Odio

In questi giorni si parla tanto dei rapporti fra Israele e i Palestinesi: io voglio dire la mia.

Chiaramente, non basandomi su relazioni più o meno fallaci di pseudo esperti che appaiono giorno e notte sugli schermi televisivi, ma su una realtà che per me è incontrovertibile.

E cioè su quello che io stesso ho visto e toccato con mano nei miei soggiorni in Medio Oriente.

Nel 1975 mi trovavo in Libano, per un viaggio d’affari, ed ebbi modo di constatare in prima persona l’arrivo in massa dei Palestinesi.

È chiaro che da quel momento la credenza di un Libano visto come una sorta di Svizzera era destinata a finire, poiché i profughi portavano con loro le ragioni della loro ribellione.

Più tardi, in Giordania, e precisamente ad Amman, ebbi modo di visitare un campo di tende dietro l’Hotel Royal Palace, e queste tende contenevano profughi Palestinesi.

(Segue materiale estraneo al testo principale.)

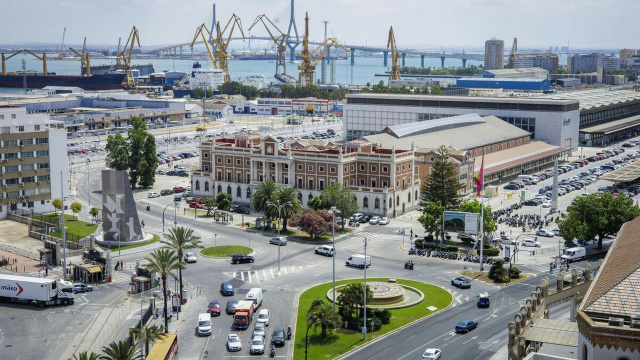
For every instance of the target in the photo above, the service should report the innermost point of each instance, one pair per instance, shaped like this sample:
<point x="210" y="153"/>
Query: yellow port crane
<point x="394" y="74"/>
<point x="512" y="54"/>
<point x="309" y="63"/>
<point x="278" y="40"/>
<point x="126" y="58"/>
<point x="221" y="44"/>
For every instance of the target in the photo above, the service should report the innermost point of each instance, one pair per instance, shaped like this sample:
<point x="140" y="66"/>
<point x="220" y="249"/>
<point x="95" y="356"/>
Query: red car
<point x="214" y="308"/>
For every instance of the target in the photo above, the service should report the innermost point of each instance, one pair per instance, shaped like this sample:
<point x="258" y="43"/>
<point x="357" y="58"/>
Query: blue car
<point x="465" y="326"/>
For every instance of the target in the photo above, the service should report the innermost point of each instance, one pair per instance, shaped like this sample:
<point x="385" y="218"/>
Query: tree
<point x="442" y="183"/>
<point x="286" y="204"/>
<point x="164" y="261"/>
<point x="596" y="215"/>
<point x="180" y="240"/>
<point x="489" y="224"/>
<point x="209" y="204"/>
<point x="324" y="315"/>
<point x="57" y="204"/>
<point x="431" y="219"/>
<point x="149" y="334"/>
<point x="75" y="208"/>
<point x="117" y="153"/>
<point x="315" y="223"/>
<point x="121" y="350"/>
<point x="264" y="194"/>
<point x="342" y="198"/>
<point x="223" y="201"/>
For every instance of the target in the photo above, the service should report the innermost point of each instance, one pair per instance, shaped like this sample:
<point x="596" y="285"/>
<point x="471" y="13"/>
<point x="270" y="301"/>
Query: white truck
<point x="573" y="254"/>
<point x="36" y="291"/>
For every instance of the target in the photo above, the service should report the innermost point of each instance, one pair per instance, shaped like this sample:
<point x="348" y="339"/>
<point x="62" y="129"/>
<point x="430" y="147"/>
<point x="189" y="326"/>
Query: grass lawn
<point x="225" y="250"/>
<point x="155" y="239"/>
<point x="77" y="229"/>
<point x="343" y="340"/>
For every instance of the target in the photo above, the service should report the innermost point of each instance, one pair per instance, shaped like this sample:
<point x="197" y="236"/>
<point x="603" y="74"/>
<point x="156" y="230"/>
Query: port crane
<point x="84" y="58"/>
<point x="126" y="58"/>
<point x="279" y="40"/>
<point x="394" y="74"/>
<point x="512" y="54"/>
<point x="309" y="63"/>
<point x="222" y="44"/>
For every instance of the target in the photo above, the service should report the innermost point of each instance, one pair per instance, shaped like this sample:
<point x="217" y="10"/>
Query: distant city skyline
<point x="441" y="25"/>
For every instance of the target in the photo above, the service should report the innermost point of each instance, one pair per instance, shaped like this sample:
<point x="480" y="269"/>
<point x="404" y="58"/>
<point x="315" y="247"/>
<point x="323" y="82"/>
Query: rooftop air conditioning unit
<point x="616" y="322"/>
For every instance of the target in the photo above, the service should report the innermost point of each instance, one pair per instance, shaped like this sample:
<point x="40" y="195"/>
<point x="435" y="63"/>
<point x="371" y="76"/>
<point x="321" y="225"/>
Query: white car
<point x="530" y="242"/>
<point x="233" y="343"/>
<point x="544" y="232"/>
<point x="190" y="258"/>
<point x="431" y="354"/>
<point x="263" y="316"/>
<point x="257" y="345"/>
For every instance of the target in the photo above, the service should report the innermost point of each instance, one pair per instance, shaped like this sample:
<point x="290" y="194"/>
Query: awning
<point x="557" y="332"/>
<point x="627" y="173"/>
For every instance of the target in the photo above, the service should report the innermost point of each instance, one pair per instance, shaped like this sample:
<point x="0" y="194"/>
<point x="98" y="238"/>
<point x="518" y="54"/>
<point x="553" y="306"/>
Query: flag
<point x="480" y="177"/>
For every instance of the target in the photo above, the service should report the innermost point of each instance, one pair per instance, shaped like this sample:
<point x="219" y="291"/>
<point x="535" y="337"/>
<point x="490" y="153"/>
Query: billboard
<point x="461" y="222"/>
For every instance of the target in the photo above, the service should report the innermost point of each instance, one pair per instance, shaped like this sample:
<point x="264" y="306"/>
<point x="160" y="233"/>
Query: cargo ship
<point x="36" y="80"/>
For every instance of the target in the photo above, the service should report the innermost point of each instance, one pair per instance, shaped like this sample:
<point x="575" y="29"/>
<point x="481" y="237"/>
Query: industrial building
<point x="552" y="120"/>
<point x="494" y="54"/>
<point x="529" y="85"/>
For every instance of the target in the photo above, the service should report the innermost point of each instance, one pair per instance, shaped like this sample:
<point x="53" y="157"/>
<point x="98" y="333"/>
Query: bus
<point x="166" y="348"/>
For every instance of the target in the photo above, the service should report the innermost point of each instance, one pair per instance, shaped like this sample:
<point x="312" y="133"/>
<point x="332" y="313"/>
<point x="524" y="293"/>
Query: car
<point x="530" y="242"/>
<point x="431" y="354"/>
<point x="544" y="232"/>
<point x="465" y="326"/>
<point x="214" y="308"/>
<point x="282" y="241"/>
<point x="231" y="307"/>
<point x="190" y="258"/>
<point x="277" y="337"/>
<point x="257" y="345"/>
<point x="226" y="289"/>
<point x="233" y="343"/>
<point x="461" y="282"/>
<point x="80" y="287"/>
<point x="325" y="250"/>
<point x="241" y="258"/>
<point x="259" y="330"/>
<point x="263" y="316"/>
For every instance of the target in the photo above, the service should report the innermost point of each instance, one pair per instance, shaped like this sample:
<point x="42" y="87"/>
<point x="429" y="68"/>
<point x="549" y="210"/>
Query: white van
<point x="573" y="254"/>
<point x="255" y="295"/>
<point x="204" y="324"/>
<point x="359" y="261"/>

Da anni? Da decenni? Questo non sono in grado di dirlo, ma le tende erano lì a dimostrare l’esodo.

Ancora più tardi, mentre visitavo Israele, compresi come in questa terra di Palestina i destini degli Israeliani e dei Palestinesi erano completamente diversi: i primi, tenevano il timone del comando, i secondi, si nutrivano delle briciole.

Non voglio dare l’impressione di essere un filo Palestinese ad oltranza, ma la verità che appare sotto gli occhi non può essere negata.

Per decenni, a partire dal 1948, gli Israeliani hanno trattato i Palestinesi con supponenza, li guardavano dall’alto in basso, tanto è vero che li definivano in modo irriverente, “gli arabetti”.

È chiaro che, per un europeo occidentale, non è possibile dimenticare la terribile sorte che il Terzo Reich voleva comminare a tutti gli Ebrei d’Europa, per cui ben sei milioni sono scomparsi durante la Seconda Guerra Mondiale.

E non è neppure possibile dimenticare la sequenza dei pogrom inflitti agli Ebrei durante secoli e secoli.

Diciamolo francamente, gli europei occidentali ed orientali hanno un debito gravosissimo verso gli Ebrei di tutto il mondo, questo è innegabile.

Ma la verità è una ricerca complessa, e non possiamo farci allontanare da essa a causa di emozioni o reminiscenze storiche discutibili.

L’odio è il sentimento prevalente tra i Palestinesi per i torti subiti dal 1948 in avanti, e nulla può lenire la sua forza: ho visto e sentito donne lanciare le loro maledizioni sul nemico con toni apocalittici.

Gli Israeliani avevano sempre avuto verso i Palestinesi una sorta di malcelata superiorità che esprimevano sia con le armi che con il loro modo di condurre l’esistenza, apparentemente molto occidentale; ma, dopo i fatti del 7 ottobre, anche gli Israeliani, o molti di essi, manifestano un odio che diventa sempre più feroce.

Questa lotta mortale diviene sempre di più un aut-aut in cui un popolo tende a escludere l’altro.

Una lotta per l’annientamento dell’avversario.

Ma, allora, in che cosa possiamo sperare? In una attenuazione di tale odio, che vuol dire il riconoscimento dell’altro come antagonista da rispettare, non da disprezzare e poi, a mio avviso, un piano di ricostruzione materiale per la Palestina e morale per Israele.

Forse in tal modo ci saranno delle chances per la Pace.